By S Sivakumar CA.
TIOL had very recently broken the judgment of the Hon’ble Supreme Court dismissing the SLP filed by the Department against the decision of the Bombay High Court in the National Shipowners Association case (2009-TIOL-129-SC-ST). Hence, it is now clear that service tax cannot be imposed on services imported prior to April 18, 2006. This automatically leads to the question related to the service tax collected by the Department prior to April 18, 2006 on the import of services and the possibility of refunds arising therefrom.
The Department has been holding the view that the provisions of Section 11B of the Central Excise Act, 1944 imposing a one year limitation period would be applicable for any refund claim. Given the fact that the one year period has already ended vis-a-vis 18-4-2006, we should predict the Department to contend that there is no question of any refund being granted in respect of service tax paid on services imports prior to April 18, 2006. But a closer look at some of the decisions rendered by the Courts would prove otherwise.
As we know, Section 11B talks of a period of limitation of one year, from the “relevant date”. As per the Explanation given to Section 11B, the “relevant date” means, in the case of goods manufactured or goods exported, etc,, the date of payment of duty. In any other case, i.e. in a case which does not involve refund arising out of goods exported, etc., the “relevant date” would mean, the date of payment of duty, in terms of clause (f) of the said Explanation.
In Union of India v. ITC Ltd, the Supreme Court had held that when a payment which is not required by law was made, the Court has the power to order refund. A similar view was expressed by the Division Bench of the Madras High Court in Collector of Customs, Madras v. Indo Swiss Synthetic Gem Manufacturing Co. Ltd. (Interestingly, the appeal filed by the Department was dismissed by the Apex Court, as being time barred). Section 11B of the CEA only talks only of a claim involving refund of duty of excise. Unfortunately, the all important word ‘duty’ has not been defined under the CEA. In the ITC case referred to above, the Apex Court had upheld the decision of the Division Bench of the Delhi High court which has held that and money which is realised in excess of what is permissible in law would be a realisation made outside the provisions of the Act.

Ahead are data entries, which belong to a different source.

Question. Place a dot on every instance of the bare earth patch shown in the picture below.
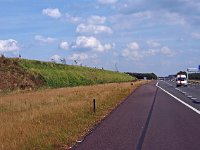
(56, 118)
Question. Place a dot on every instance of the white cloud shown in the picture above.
(167, 51)
(52, 12)
(196, 35)
(153, 44)
(96, 20)
(73, 19)
(56, 58)
(43, 39)
(133, 46)
(92, 43)
(80, 56)
(174, 18)
(132, 51)
(64, 45)
(93, 29)
(9, 45)
(107, 1)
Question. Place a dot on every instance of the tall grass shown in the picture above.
(58, 75)
(55, 118)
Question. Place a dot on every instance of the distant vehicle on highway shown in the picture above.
(181, 80)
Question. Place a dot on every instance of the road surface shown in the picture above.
(151, 118)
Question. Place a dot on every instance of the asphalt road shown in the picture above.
(149, 119)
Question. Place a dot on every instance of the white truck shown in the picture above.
(181, 80)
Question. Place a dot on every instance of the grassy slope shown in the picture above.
(58, 75)
(52, 118)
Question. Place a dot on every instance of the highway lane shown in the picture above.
(173, 126)
(190, 94)
(149, 119)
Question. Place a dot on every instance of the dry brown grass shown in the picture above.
(53, 118)
(194, 81)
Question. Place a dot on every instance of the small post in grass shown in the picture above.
(94, 105)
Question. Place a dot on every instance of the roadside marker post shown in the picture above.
(94, 105)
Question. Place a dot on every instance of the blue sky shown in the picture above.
(160, 36)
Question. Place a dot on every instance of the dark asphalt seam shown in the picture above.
(77, 144)
(142, 137)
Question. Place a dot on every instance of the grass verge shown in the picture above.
(56, 118)
(59, 75)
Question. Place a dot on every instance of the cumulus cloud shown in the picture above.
(167, 51)
(9, 45)
(153, 44)
(196, 35)
(43, 39)
(56, 58)
(107, 1)
(92, 43)
(96, 19)
(78, 56)
(72, 19)
(52, 12)
(64, 45)
(132, 51)
(93, 29)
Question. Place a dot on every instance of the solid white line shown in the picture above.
(187, 105)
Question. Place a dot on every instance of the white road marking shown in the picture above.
(187, 105)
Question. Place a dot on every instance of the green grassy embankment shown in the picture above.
(58, 75)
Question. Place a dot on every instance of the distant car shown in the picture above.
(181, 80)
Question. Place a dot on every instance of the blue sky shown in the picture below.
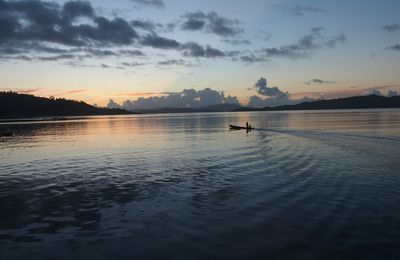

Moreover, in my view, the words “ any person claiming refund of any duty of excise” used in Section 11B cannot possibly cover a case of an importer of services, who has paid an amount which cannot be considered as service tax, prior to April 18, 2006 as such amount cannot be considered as “duty” within the meaning of Section 11B.
In another interesting case, viz. India Cements Ltd v. CCE, 2002-TIOL-433-SC-CX, the Apex Court had held that any amount paid by mistake cannot be termed as ‘duty’ and the time-bar prescribed by Section 11B will not apply for seeking refund.
The Department’s favourite weapon to ward off refund claims, is the celebrated case law involving Mafatlal Industries Ltd v. Union of India 2002-TIOL-54-SC-CX. In my opinion, a view cannot be taken that the Apex Court’s decision in the Mafatlal case applies to refund claims in respect of amounts which cannot be considered as ‘duty’ in the first place and that, the decision of the Madras High Court in the Indo Swiss Synthetic Gem Manufacturing Co Ltd’s case is an excellent case law, coming as it did, after the pronouncement of the Constitution Bench’s judgment in the Mafatlal case.
In my view, therefore, there is absolutely no bar for importers of services who have not availed of cenvat credit in respect of the ‘service tax’ paid in respect of services imported prior to April 18, 2006, from claiming refund of such ‘service tax’ amounts, with the Department. Services Importers who have availed of cenvat credit in respect of the service tax paid on services imports cannot claim refund of the service tax paid prior to April 18, 2006 as they would be hit by the doctrine of unjust enrichment.
The Department could possibly end with refunding hundreds of crores of rupees of ‘service tax‘ collected on import of services, prior to April 18, 2006.